Before following along with our Jewish friends saying grace after meals on Shabbat, I never noticed Psalm 126, even though as a Christian, I had read all the Psalms a few times before I came to know Israel. Then at every Shabbat meal, I looked forward to singing shir hama’alot (Psalm 126). I couldn’t articulate why, but the text made me happy. It was only after six months of being invited to Shabbat or holiday meals at least three times a month – my husband and I are well taken care of by our Jewish friends – did I discover that my excitement rose when we got to “אָז יֹאמְרוּ בַגֹּויִם הִגְדִּיל יְהוָה לַעֲשֹׂות עִם־אֵֽלֶּה” (Then they said among the nations, the LORD has done great things for them). It makes me happy because that is our story, that’s why we are here in Israel.
It was 16 years ago, right around Yom HaAtzmaut (Israel Independence Day), when we came to Israel with a tour group. I didn’t really want to come. I reasoned that prophet Isaiah said that one day, God would bring about the New Heaven and New Earth, and surely there would be a New Israel also, so why should I bother to see a troubled place that was on CNN all the time. But somehow, we ended up on El Al and landed in Ben Gurion airport. And it was almost immediately that we felt there was something different about this place.
As the late afternoon sunlight turned the Jerusalem Old City Wall golden, our tour bus inched up Derech Hevron like a snail, the tour guide shouted loudly, “traffic jams are great because that means people are coming back!” Where had they been? I was totally clueless. The tour guide took great pride telling us Israel’s modern founding history. Are we really looking at what the prophets wrote 3000 years ago? We marveled at everything that was in front of us.

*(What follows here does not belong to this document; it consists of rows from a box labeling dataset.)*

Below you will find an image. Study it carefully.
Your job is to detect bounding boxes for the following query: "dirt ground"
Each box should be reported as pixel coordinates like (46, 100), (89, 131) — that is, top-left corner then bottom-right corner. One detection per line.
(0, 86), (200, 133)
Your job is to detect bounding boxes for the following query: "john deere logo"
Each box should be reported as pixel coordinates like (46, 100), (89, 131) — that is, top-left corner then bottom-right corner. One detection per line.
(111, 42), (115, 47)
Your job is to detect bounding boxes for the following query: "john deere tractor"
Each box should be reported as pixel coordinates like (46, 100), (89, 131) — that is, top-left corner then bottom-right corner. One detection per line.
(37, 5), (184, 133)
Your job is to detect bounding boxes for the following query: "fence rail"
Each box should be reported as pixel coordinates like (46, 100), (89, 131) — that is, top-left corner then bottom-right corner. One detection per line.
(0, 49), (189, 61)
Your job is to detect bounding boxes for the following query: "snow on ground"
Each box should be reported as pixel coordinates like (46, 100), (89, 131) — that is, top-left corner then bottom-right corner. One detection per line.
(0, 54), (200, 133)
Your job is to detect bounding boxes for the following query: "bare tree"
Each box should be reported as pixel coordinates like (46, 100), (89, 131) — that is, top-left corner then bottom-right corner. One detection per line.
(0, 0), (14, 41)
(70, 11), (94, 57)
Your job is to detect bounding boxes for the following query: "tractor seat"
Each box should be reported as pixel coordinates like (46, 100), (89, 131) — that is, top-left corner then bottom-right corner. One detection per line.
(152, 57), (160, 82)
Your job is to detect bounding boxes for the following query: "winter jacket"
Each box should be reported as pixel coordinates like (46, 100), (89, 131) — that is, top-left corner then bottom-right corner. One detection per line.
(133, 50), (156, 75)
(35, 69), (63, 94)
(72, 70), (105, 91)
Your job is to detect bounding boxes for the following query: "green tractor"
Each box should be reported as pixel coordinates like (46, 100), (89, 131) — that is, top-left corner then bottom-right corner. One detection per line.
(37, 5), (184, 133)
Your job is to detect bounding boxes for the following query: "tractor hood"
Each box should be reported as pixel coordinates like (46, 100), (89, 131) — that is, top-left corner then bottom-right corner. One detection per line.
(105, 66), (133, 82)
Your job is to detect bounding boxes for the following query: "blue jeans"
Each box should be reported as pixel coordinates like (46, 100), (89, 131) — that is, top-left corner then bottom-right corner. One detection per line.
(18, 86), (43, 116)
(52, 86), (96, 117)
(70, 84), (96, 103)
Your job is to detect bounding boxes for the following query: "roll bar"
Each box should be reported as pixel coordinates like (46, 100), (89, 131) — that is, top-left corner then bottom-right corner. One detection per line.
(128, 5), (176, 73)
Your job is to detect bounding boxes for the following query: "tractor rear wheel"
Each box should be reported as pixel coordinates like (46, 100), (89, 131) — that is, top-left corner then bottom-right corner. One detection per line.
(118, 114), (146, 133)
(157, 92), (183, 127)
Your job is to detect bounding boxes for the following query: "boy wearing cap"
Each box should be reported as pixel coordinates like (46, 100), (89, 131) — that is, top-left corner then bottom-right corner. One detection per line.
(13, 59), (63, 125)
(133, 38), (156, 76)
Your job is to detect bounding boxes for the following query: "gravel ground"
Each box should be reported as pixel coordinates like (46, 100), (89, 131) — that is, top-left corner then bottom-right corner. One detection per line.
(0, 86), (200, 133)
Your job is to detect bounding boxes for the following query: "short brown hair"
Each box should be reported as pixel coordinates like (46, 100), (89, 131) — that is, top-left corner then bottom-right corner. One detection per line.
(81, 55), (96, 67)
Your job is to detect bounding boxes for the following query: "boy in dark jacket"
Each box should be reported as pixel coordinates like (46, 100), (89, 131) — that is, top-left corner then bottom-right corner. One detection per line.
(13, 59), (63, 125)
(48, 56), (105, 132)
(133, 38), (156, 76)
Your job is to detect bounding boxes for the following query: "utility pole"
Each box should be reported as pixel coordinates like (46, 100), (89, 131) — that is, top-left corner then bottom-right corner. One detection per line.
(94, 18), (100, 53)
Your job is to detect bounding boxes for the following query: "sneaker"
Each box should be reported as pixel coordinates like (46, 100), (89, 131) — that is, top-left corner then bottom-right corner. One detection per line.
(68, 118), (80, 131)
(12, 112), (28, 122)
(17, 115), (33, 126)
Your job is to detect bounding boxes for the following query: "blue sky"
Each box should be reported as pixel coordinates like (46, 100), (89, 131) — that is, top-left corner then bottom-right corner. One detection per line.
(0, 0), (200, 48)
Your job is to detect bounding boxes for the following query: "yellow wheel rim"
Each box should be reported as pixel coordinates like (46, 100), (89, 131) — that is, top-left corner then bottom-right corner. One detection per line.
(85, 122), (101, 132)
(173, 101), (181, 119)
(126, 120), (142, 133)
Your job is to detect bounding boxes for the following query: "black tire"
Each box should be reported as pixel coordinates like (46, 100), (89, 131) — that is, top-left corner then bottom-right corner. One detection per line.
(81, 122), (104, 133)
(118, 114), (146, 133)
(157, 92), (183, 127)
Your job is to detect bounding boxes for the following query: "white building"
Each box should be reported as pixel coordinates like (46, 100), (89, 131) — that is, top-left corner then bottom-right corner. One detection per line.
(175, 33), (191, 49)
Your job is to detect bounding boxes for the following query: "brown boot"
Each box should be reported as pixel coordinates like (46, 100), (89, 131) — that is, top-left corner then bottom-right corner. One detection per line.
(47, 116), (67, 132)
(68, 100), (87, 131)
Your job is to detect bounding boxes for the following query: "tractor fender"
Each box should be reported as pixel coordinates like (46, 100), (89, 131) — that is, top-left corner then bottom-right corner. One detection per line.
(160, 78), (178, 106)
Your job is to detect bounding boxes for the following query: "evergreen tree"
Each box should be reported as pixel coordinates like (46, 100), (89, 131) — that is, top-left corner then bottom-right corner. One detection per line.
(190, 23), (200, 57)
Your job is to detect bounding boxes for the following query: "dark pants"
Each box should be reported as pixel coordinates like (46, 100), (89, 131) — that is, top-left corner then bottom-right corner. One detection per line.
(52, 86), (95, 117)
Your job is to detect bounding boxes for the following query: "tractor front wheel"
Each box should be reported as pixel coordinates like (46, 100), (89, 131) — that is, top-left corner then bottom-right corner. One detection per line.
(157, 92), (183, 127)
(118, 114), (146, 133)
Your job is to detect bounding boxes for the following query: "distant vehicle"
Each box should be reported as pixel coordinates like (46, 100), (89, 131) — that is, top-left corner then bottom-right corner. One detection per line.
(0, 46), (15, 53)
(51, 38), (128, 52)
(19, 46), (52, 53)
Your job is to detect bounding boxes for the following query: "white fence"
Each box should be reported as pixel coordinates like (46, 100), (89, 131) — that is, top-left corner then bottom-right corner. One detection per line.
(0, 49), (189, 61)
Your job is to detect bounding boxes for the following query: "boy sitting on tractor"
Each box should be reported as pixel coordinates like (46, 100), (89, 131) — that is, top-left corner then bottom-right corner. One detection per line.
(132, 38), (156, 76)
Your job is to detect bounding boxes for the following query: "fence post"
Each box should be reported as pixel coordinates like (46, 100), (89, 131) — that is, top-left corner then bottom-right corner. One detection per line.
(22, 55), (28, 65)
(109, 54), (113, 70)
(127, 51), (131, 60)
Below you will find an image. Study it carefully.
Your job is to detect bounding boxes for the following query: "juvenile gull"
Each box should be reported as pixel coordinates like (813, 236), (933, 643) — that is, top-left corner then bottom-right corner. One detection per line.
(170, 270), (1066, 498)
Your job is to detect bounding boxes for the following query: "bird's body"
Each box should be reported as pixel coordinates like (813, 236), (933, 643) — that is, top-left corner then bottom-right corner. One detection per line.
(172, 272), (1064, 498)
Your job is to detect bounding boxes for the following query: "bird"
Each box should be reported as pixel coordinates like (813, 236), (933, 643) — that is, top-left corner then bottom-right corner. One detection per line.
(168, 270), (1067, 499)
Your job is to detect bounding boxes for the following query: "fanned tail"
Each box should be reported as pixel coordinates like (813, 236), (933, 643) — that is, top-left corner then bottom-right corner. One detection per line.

In the morning, our tour guide greeted us with his hearty laugh, “did the construction wake you up this morning? Welcome to the restoration!” Then we heard about how the swamps were drained and how the desert bloomed; we saw the green hills and the fruit trees and tasted the good fruits and vegetables. We would never have guessed this place was desolate just 70 years ago. We were like dreamers – what reality was this?
By the end of the trip, we were convinced God was doing something amazing, with His people, to fulfill the words out of His mouth. We knew we wanted to participate in this reality; we didn’t want to miss out.
16 years since that trip, after quitting my hi-tech job and selling our house, I have volunteered in Israel on volunteer visas for all together five years now. My husband has kept his job and telecommutes between Jerusalem and Kansas City so we can still have a paycheck to pay for the high living cost here. Through these years, we got to befriend many remarkable Jerusalemites. We learned true friendship and what it means to be part of a community. We watched Judaism in action, and that corrected many misconceptions we had. Though we keep our identities as gentile Christians, we get to enjoy the riches of Judaism through our Jewish friends who are always mindful of us. We have come to appreciate the diverse outworkings of Jewish identity and the high cost of being a Jew. And we in turn, are committed to combat anti-Jewish sentiments whenever and wherever we encounter them. This whole journey has been an incredible gift from God.
So if you recite shir hama’alot, please remember us, two people – and I am sure there are a lot more out there – from the Nations who have recognized that God is doing a great thing with you. Even though there are difficulties and growing pains, we are in awe of the progress Israel has made and believe in a bright future for Israel. Happy 68th Birthday, Israel. Thank you for being a light to us!